All our lives go in circles
Nothing is ever straight and just plain true
There’s always angles and different takes
That go along with all that you give.
Sometimes that’s a great gift – a real surprise
Coming back to the same place again and again
I like that kind of ice cream just the way it is
There is no need to change it for me.
But life isn’t about ice cream or gifts or surprises
There’s so much pain and death and horror to endure
Just one blessed day at a fucking time after another
Give me strength again and again.
Why was I so stupid – again? and again?
Am I uniquely incapable of learning from my own mistakes
There’s no consequence more inescapable than the
Natural consequence of being me.
In more than fifty years you’d think I’d improve
I’ve been alive of more than one hundredth of all recorded human history
They told me that mistakes were the essential ingredient to learning.

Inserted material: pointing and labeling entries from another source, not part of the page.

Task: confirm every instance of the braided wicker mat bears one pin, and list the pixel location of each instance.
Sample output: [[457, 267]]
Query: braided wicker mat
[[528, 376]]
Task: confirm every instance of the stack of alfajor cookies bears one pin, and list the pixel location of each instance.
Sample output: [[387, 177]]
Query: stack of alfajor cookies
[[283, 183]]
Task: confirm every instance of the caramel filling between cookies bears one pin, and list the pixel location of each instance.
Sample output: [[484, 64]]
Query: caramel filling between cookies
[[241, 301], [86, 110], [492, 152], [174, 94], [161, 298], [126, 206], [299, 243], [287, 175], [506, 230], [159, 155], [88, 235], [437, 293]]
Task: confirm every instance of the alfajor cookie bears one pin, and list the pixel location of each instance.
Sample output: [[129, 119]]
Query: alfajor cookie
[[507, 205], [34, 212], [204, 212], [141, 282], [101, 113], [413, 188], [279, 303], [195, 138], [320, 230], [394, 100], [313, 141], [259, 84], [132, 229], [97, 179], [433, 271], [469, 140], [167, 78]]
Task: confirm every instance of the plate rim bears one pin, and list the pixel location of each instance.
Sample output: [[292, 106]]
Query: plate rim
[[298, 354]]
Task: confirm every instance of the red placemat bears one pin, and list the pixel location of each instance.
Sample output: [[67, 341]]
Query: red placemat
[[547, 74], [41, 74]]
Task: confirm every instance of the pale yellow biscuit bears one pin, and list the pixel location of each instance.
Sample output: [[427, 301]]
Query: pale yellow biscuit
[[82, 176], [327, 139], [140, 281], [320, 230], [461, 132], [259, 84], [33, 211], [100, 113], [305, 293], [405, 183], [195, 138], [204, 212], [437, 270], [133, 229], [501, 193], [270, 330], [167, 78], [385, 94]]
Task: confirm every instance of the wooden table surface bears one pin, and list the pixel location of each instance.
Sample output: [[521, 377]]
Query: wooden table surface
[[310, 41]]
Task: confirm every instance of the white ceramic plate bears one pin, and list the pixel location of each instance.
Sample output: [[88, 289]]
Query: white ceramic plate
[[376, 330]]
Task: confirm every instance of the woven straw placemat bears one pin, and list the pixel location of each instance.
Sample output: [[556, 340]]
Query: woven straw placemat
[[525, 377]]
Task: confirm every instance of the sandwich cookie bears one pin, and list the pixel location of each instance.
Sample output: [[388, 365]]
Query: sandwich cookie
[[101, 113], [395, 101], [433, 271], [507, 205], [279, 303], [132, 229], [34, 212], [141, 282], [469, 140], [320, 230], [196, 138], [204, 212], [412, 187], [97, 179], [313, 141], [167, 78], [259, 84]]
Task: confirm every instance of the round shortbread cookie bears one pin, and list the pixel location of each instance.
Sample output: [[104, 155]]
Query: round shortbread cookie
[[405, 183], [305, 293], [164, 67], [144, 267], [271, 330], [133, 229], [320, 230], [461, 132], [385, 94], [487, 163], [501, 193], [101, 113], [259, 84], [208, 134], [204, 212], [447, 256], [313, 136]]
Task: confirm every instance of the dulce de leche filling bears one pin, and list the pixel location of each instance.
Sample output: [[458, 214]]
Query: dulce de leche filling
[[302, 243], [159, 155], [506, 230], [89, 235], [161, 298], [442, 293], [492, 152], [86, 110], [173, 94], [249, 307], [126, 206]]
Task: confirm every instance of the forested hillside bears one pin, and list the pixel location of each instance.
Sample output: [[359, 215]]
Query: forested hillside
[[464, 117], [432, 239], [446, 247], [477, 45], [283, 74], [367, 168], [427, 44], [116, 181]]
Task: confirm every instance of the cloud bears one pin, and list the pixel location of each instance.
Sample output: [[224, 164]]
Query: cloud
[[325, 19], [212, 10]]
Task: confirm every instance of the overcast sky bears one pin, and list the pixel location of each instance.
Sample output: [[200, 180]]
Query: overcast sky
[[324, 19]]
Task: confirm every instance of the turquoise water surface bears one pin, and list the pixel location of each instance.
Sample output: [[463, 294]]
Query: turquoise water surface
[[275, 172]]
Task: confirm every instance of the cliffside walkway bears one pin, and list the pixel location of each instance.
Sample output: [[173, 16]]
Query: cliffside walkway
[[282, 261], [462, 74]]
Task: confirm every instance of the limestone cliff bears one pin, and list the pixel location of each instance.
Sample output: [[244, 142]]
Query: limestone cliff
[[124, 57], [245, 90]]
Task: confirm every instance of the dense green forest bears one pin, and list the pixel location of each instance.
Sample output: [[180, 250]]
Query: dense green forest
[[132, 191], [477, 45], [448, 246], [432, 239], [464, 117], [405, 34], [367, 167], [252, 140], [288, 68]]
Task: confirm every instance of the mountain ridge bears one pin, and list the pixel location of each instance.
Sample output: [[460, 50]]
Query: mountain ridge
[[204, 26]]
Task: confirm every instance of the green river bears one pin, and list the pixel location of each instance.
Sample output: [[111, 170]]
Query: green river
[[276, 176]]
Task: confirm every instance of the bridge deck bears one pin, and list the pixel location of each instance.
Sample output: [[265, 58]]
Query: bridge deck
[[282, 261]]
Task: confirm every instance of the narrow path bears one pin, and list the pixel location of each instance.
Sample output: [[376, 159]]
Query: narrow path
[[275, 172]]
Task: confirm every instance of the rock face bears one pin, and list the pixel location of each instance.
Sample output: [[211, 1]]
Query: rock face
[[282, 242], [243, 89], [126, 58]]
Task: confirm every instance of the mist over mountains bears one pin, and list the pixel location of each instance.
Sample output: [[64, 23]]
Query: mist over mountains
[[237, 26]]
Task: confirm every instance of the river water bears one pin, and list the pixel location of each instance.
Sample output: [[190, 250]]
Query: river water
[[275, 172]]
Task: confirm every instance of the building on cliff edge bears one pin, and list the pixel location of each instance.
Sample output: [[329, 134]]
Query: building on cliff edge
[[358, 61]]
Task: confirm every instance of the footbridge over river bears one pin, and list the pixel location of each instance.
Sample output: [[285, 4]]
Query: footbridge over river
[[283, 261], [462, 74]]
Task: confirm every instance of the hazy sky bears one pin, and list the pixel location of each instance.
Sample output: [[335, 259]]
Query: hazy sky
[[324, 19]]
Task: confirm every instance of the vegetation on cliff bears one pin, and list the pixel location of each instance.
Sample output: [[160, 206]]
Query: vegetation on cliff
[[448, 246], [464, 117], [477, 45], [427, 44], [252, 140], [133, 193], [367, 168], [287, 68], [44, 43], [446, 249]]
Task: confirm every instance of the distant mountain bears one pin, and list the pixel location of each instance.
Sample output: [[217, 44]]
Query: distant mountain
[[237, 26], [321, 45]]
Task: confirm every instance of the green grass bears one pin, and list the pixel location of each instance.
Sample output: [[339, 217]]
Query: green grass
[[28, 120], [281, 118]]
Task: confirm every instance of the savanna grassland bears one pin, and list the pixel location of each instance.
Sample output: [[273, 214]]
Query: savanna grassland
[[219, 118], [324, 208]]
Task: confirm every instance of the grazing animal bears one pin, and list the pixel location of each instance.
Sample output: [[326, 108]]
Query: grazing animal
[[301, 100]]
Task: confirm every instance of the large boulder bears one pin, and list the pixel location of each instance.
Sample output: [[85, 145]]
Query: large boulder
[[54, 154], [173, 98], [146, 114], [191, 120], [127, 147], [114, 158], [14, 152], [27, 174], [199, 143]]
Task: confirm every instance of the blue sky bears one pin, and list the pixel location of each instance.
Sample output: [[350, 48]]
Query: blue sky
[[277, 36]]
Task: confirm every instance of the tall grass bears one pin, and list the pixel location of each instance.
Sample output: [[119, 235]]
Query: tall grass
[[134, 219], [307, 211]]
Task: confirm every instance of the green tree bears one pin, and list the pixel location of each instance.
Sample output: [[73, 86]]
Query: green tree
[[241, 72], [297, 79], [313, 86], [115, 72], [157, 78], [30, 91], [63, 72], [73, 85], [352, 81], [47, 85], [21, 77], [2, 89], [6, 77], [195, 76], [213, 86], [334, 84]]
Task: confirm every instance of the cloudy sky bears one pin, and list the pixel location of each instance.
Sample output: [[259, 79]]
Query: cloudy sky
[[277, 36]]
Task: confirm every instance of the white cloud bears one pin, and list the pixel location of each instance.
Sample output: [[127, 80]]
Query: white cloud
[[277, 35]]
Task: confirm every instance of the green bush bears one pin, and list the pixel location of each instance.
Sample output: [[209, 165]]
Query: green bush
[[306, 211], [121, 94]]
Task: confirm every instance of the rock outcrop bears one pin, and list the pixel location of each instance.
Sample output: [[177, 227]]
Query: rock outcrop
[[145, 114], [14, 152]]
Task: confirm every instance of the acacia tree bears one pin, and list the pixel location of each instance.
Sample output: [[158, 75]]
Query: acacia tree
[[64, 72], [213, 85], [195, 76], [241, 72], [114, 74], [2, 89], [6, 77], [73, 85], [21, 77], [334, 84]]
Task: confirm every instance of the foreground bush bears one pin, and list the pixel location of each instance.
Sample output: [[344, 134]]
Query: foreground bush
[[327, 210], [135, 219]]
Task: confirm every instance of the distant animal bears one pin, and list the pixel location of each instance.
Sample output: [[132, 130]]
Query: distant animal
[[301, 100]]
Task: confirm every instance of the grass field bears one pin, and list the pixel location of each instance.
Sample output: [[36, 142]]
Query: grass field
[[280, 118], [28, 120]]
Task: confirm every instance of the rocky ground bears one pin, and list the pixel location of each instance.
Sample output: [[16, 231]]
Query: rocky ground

My own perversity tears me up.
Oh to be a character in a really good book !
In books people learn, they grow and they improve
They understand things and profit by them
Things resolve and the story ends
But my real life doesn’t imitate art, not hardly at all
I gave up long ago hoping for a happy fairy tale ending
But I just stay here turning on my heels
Like some deus ex machina ballerina.
Or perhaps an old war horse carved from aged wood
Doomed to traipse around and around the same old circle
Seeing the same sad old merry-go-round
Until my tired old ride breaks down.